Imagine that one species gets killed off or dies of starvation, the body or any ecosystem needs an alternative species that can step in and fill that gap.
Our diverse gut bacteria easily switches between diets, vegetarian, carnivore and omnivore, which was an important ability during primitive life when people had to eat whatever was available
This is also why different bacteria can create the same essential by-products, all created for our survival. When diversity is low we are more susceptible to disturbances and diseases. This is troubling because the average person’s gut diversity has been dramatically changed or has been weeded out due to the Western diet, antibiotics, and other reasons we’ll cover.
But the good news is this is reversible. Another benefit of paying attention to bacteria is that can bacteria change really fast. What we eat alters the demographic in the intestines and therefore, our metabolism and cravings. For instance, vegetarians have more veggie digesting bacteria, alternately some folks don’t have the bacteria to breakdown carbs efficiently. However, when diets change some of these bacteria seem to pop back up as if they have already been waiting there.
The high fat, high sugar, and reduced fiber typical of the Standard American Diet (SAD) seem to correlate to a decrease in diversity. Less diversity may be a reason for the rise in many chronic conditions.
Dietary changes can alter gut bacteria for the short and long term. Dietary changes may occur rapidly, but it can take years to increase overall diversity and ratios of gut bacteria in the microbiome.
Another thing to be mindful of is that gut bacteria may determine whether a drug or supplement will work or how the body responds to it. For example, microbes in the gut can determine which pain killers are toxic to your liver.
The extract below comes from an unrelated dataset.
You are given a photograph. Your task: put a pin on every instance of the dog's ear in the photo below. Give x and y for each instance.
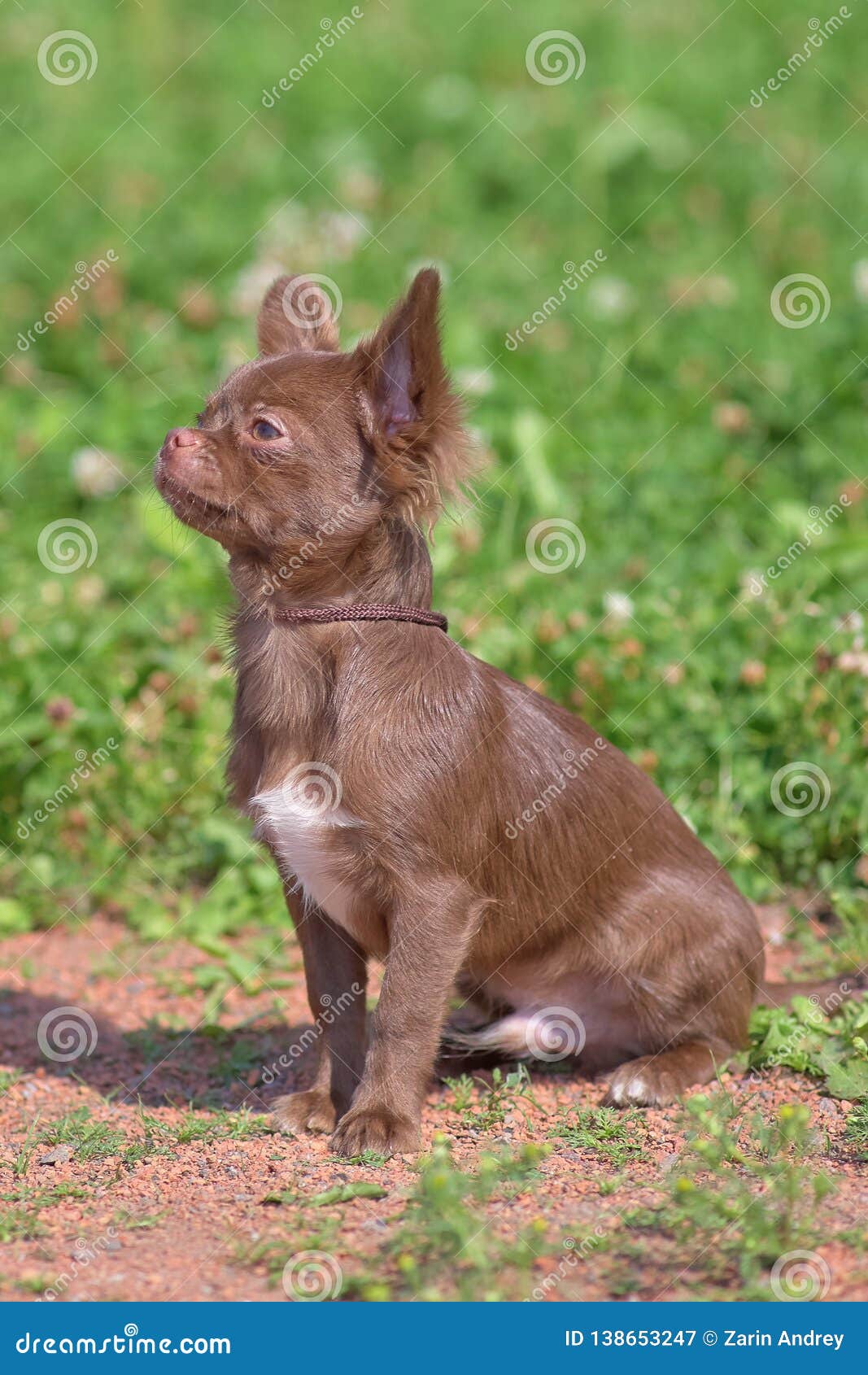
(412, 416)
(296, 314)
Companies are already exploring how to utilize this information, for example, the Gates Foundation, is studying whether we can address malnutrition with peanut butter containing healthy microbes. It will be really interesting to watch developments unfold as scientists but their newfound knowledge of the microbiome to use.
When it comes to food and drug safety, we’ve forgotten to look at bacteria. For example,
Emulsifiers, binding agents that are included in many processed foods have proven safe in humans, but we are now realizing they affect gut bacteria. Studies show that emulsifiers in our food can kill species of bacteria in the gut that help build mucous lining. This is very bad news because the mucous lining provides protection against other pathogens. When this is disrupted our body responds with inflammation.
So, to recap the bacteria in the gut form several major functions, they help us extract more nutrients from our food while at the same time produce essential nutrients. They also send regulatory chemical signals that control functions such as hunger and motility. Lastly, they protect us against pathogens.
The microbiome is often referred to as the wild west. Scientists and experts are holding back from making definitive claims or promises about it because the more we know the more it seems we don’t know. If any information about the microbiome seems confusing know that this area is rapidly evolving and changing. In the big picture, it still hasn’t been determined whether the microbiome is an expression of disease or a potential cause. However, we are seeing that it does evolve and change with us and reflect our current state. As we suspected years ago, the gut still seems to be the center of health and in an epidemic of chronic disease, we’re also placing it at the center of our hopes.